Objective To develop a quantitative job exposure matrix (JEM) for the assessment of endotoxin exposure among farmers and other agricultural industry workers.

Methods An exposure database containing 3,384 personal endotoxin measurements from Western European and Canadian workers employed in animal and crop production and related-industries with endotoxin exposure between 1992 and 2008 was established. Data were log-transformed and modelled with linear mixed effect models where job-titles, company (within job-titles) and worker (within company) identities were treated as random effects. Fixed effects were year and season of measurement, sampling duration and an exposure prior (none, low, high) for every job code (ISCO-68) from an existing JEM for general population studies.

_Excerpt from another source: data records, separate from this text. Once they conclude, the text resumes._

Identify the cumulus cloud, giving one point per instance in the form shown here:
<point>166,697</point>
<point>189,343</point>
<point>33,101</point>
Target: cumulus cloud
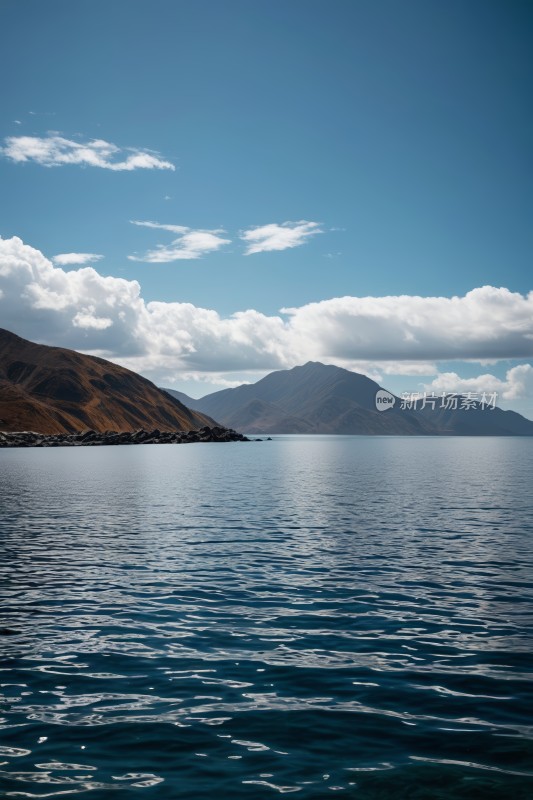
<point>54,151</point>
<point>517,385</point>
<point>105,315</point>
<point>278,237</point>
<point>67,259</point>
<point>189,243</point>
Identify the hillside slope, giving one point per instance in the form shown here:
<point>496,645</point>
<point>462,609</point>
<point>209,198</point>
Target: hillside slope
<point>54,390</point>
<point>317,398</point>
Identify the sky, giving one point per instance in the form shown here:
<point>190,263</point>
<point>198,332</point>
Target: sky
<point>209,191</point>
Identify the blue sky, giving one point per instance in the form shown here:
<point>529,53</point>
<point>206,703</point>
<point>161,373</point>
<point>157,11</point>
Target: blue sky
<point>386,145</point>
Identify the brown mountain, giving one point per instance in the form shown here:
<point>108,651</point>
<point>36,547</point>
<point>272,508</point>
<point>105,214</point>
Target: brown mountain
<point>53,390</point>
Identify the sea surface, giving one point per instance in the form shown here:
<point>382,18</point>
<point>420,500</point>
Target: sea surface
<point>318,616</point>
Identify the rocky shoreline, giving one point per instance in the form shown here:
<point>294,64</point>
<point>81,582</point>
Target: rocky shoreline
<point>91,438</point>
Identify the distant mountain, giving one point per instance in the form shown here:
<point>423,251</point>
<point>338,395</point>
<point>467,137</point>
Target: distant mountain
<point>316,398</point>
<point>52,390</point>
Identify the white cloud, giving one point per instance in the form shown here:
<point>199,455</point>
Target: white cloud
<point>66,259</point>
<point>189,244</point>
<point>54,150</point>
<point>87,319</point>
<point>518,383</point>
<point>278,237</point>
<point>107,316</point>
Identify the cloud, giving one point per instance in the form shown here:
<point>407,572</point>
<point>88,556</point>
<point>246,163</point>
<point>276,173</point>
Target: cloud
<point>107,316</point>
<point>518,383</point>
<point>278,237</point>
<point>66,259</point>
<point>189,244</point>
<point>54,151</point>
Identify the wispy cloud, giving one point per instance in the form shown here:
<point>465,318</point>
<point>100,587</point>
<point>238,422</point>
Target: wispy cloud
<point>82,309</point>
<point>189,244</point>
<point>55,151</point>
<point>278,236</point>
<point>518,383</point>
<point>66,259</point>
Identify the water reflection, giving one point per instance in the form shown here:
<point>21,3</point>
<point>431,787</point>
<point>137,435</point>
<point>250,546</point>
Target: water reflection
<point>259,617</point>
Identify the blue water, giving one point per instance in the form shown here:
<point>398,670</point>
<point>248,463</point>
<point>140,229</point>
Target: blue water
<point>320,616</point>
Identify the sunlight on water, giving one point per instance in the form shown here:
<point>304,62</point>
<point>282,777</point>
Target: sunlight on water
<point>312,615</point>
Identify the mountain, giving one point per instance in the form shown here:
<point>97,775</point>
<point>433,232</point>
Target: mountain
<point>313,398</point>
<point>53,390</point>
<point>317,398</point>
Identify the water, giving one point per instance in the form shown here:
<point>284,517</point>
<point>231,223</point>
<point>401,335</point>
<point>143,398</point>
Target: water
<point>314,615</point>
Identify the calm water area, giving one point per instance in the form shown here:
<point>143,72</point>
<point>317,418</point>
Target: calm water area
<point>315,616</point>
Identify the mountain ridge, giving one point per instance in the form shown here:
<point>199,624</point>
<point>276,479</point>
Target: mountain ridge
<point>56,390</point>
<point>323,398</point>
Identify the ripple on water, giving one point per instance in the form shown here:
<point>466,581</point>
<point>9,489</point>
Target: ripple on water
<point>330,615</point>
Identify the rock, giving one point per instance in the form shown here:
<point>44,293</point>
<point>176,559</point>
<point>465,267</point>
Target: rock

Results The model results suggested overall levels of endotoxin exposure to decline annually by almost 2%. Season was a strong determinant of endotoxin exposure with measured concentrations being higher during the winter (β = 0.64; p < .0001) compared to the summer. Effects of sampling duration on the exposure were rather small. Predicted exposure levels were highest among wheat, vegetable, crop and poultry farmers and lowest among nursery garden workers, gardeners and horticulture farmers. Derived exposure estimates showed good agreement with endotoxin levels reported in the literature and not included in the database.

Perspectives The model predictions will be used to develop a quantitative JEM with a time axis for endotoxin exposure to be used in epidemiological studies among farmers and agricultural industry workers.